Monday, July 29, 2013

Twenty Percent

Would you bet your life on something that has a ± 20% margin of error? 

You see, the FDA only requires blood glucose meters to have a ± 20% accuracy. In addition, the FDA acknowledged that there are nearly 500,000 blood glucose meters and strips on the market, that do not meet the accuracy standards for which they were approved. 

Let me explain what this means to a person with diabetes; inaccurately high meter readings could lead to a person receiving too much insulin and cause severe hypoglycemia, seizures, coma or death. Inaccurately low meter readings could cause a person to receive too little insulin resulting in hyperglycemia, and the risk of diabetic ketoacidosis.

Why is that a big deal?  

Yesterday, 2 hours after lunch my meter read 190 mg/dl, so I corrected with 1.5 units of insulin. A hour and a half later my blood sugar was 52 mg/dl and dropping; because the insulin I gave was still active in my system.  
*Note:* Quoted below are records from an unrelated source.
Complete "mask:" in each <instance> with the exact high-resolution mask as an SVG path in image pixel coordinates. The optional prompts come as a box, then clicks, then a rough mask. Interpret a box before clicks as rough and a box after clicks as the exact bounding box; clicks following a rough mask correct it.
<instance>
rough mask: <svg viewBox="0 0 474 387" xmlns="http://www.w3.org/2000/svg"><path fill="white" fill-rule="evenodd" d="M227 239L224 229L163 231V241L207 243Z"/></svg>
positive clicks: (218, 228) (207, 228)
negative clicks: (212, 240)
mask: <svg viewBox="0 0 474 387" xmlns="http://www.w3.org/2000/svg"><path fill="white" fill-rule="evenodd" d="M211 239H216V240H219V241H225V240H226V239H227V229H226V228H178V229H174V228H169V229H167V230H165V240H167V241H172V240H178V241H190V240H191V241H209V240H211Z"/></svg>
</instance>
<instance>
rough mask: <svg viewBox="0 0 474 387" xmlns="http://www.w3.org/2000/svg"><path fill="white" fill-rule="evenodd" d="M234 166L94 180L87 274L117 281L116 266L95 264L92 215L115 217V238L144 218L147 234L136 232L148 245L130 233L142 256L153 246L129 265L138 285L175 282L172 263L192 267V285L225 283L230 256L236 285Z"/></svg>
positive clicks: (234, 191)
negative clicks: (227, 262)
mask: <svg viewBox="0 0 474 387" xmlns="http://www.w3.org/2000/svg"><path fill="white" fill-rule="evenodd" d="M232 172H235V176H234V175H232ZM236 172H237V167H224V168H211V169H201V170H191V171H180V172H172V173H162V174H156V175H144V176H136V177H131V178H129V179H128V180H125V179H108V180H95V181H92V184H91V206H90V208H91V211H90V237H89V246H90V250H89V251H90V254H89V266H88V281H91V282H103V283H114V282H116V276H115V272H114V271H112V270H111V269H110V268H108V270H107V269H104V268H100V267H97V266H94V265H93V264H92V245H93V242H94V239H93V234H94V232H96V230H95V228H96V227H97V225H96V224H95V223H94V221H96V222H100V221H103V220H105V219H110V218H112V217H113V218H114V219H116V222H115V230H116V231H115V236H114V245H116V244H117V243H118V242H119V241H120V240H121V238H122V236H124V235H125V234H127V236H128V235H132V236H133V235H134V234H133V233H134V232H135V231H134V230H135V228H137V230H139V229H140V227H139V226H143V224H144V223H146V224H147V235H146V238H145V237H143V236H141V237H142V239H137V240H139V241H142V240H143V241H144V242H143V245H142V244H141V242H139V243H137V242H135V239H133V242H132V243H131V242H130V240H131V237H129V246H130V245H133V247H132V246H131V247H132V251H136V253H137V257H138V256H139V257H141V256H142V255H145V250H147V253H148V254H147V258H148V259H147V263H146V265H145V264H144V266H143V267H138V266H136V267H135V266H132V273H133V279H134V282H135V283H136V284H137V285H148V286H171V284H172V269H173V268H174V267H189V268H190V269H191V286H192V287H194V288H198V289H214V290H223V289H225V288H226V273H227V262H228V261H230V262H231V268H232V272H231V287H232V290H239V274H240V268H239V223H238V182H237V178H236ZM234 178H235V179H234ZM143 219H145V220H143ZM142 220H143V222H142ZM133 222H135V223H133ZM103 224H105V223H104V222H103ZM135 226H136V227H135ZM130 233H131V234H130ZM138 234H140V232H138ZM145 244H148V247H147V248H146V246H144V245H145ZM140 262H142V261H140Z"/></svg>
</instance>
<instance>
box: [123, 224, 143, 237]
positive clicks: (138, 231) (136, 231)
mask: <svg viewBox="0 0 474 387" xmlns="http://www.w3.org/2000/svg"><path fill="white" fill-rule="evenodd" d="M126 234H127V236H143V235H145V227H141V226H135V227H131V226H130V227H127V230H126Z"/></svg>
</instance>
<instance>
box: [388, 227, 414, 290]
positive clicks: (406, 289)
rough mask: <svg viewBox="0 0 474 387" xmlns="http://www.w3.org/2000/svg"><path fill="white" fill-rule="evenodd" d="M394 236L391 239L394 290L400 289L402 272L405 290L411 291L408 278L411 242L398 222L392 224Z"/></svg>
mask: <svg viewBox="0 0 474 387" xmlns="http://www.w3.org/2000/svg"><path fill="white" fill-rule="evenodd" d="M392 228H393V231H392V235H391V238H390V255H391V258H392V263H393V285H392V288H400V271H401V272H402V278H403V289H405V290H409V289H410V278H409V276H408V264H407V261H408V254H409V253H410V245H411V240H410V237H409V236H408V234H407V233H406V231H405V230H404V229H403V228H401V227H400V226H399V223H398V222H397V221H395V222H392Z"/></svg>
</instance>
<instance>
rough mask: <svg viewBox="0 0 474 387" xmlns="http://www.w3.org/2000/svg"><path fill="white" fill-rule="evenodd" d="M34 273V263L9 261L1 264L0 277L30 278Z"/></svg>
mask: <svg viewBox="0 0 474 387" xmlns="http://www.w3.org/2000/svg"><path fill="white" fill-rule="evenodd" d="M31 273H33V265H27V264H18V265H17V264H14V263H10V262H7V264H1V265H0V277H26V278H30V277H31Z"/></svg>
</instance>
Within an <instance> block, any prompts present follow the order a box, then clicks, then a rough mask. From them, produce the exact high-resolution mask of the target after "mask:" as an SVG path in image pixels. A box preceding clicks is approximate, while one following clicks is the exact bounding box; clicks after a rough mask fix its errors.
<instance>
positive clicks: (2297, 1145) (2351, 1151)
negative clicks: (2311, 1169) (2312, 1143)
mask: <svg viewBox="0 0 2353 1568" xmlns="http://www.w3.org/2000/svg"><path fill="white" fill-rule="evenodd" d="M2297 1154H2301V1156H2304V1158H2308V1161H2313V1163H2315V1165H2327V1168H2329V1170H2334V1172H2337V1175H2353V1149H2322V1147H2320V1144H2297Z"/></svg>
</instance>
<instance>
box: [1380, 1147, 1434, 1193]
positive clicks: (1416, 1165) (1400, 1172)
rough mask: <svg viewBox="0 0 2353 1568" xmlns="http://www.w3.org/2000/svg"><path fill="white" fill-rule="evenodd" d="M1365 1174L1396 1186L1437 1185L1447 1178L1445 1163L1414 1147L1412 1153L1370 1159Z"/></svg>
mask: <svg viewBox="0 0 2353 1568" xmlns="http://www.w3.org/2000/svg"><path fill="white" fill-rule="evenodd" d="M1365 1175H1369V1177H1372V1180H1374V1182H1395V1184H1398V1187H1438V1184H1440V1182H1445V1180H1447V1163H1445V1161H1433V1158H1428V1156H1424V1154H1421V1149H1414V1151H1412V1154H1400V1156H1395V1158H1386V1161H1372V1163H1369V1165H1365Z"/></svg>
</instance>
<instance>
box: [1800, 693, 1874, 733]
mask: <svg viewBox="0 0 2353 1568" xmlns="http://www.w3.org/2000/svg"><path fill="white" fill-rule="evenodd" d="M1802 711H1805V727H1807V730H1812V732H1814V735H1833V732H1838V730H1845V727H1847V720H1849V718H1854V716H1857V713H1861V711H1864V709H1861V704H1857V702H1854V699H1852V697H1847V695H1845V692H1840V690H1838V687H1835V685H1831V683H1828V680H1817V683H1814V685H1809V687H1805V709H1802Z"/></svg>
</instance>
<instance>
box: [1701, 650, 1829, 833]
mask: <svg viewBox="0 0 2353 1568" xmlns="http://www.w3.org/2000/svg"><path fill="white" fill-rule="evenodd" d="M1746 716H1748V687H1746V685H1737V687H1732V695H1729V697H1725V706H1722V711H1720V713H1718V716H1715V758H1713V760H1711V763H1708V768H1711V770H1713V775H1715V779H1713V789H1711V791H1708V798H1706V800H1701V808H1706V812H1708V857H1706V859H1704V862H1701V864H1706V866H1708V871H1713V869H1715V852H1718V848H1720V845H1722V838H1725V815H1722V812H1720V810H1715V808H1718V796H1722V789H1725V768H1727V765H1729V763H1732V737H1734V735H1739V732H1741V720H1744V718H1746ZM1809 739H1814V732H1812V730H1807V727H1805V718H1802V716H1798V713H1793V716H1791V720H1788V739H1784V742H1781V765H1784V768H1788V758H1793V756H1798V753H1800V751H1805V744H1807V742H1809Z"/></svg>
If the meter read at the high end of the accuracy standard, 236 mg/dl I would have given 2.3 units of insulin! That amount of insulin could have caused severe hypoglycemia.

This is a potentially deadly situation and with the current meter standards it can (and will) occur again at any time. 

It is time for the FDA to take action, my life and the 25.8 million Americans with diabetes are depending on it. I am asking for ongoing testing of blood glucose strips to assure compliance with the FDA's accuracy standards and for the FDA to improve the US accuracy standards to the latest ISO standards of ± 15%.
You can help by writing to your elected officials and to the leaders at the FDA. Sample letters are available on the Strip Safety website.